Kirk’s showmanship distracted not only from his achievement as a tenor player but also as a composer. But several of his compositions have entered the canon. Everyone from Grover Washington Jr. and Jon Hendricks to Max Roach, Dave Douglas and former Kirk pianist, the late Hilton Ruiz, has recorded “Bright Moments.” Ruiz also recorded “Serenade to a Cuckoo,” as did Jane Bunnett and Jethro Tull. “Spirits Up Above” was cut by Stanley Turrentine, Eugene Chadbourne and Osibisa; “Volunteered Slavery” by Trucks and Funkadelic’s Bernie Worrell. “‘Volunteered Slavery’ is such an eerily strong melody,” Trucks declares, “such a simple thing but the first time I heard it it stuck with me for months. I meet people who can’t shake it after they first hear it. It almost sounds like a field holler, and yet it allows you to do all kinds of rhythmic and harmonic things with it. Whenever a melody is strong enough you can do a million things with it, that’s a standard.”

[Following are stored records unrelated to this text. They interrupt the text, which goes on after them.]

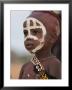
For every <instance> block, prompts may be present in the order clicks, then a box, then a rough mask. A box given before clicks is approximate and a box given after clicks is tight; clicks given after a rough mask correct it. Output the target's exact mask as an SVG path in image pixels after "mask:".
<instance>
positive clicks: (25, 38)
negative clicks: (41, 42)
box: [24, 34, 39, 41]
mask: <svg viewBox="0 0 72 90" xmlns="http://www.w3.org/2000/svg"><path fill="white" fill-rule="evenodd" d="M28 38H30V39H34V40H39V39H38V38H37V37H36V36H33V35H30V34H29V36H27V37H26V38H25V39H24V41H25V40H27V39H28Z"/></svg>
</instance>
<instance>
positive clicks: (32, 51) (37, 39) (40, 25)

“‘Bright Moments’ is definitely a standard,” Turre adds. “So are ‘Three for the Festival’ and ‘The Inflated Tear.’ If a song is just candy for the brain, it will fade with time. But if it touches the heart, it will last. Why do you think people still care about Ray Charles? Because he touched people-country people, rock people, jazz people were always touched by Ray. The same is true of Rahsaan.”
In 1975, two days before Thanksgiving, Kirk suffered a massive stroke at his New Jersey home that left the whole right side of his body paralyzed. He had the keys of his horns refitted so he could play one, even two horns, with only his left hand. He continued to tour and record, but it wasn’t the same. A little more than two years later he died in Indiana while on tour. He was 41.
The only time I got to see Kirk was during that last year, when he played at the Famous Ballroom in Baltimore on Jan. 23, 1977. The high ceilings were painted a dark blue and dotted with clouds and stars; the stage was surrounded by a striped satin canopy. Backed by Turre, pianist Hilton Ruiz, bassist Phil Bowler and drummer Sonny Brown, Kirk wore a shiny suit, a stocking cap and wraparound shades. His right arm hung limply, but his left arm compensated by darting around his chest, playing first his tenor, then the manzello or stritch, then his new L-shaped flute that he could play one-handed.
I was a 24-year-old kid, just beginning a music journalism career, and I was easily distracted by the vaudeville aspects. I loved the showmanship, but in the callowness of youth I didn’t take it as seriously as, for example, the elegance of Dexter Gordon, who played there four months later.
It was only later that I learned to shut my eyes, to shut out the distractions and listen to the music without worrying about how it was made. When I did that I could hear that there was something more going on than the weird instruments and strange techniques. On the best records, there was a powerful drama of frustration and yearning, as powerful as Mingus’ great tracks. Kirk wasn’t nearly as consistent as Mingus and can’t be ranked as highly. But Rahsaan Roland Kirk, the Whistleman, the pied piper of jazz, certainly deserved to be taken as seriously as Dexter Gordon.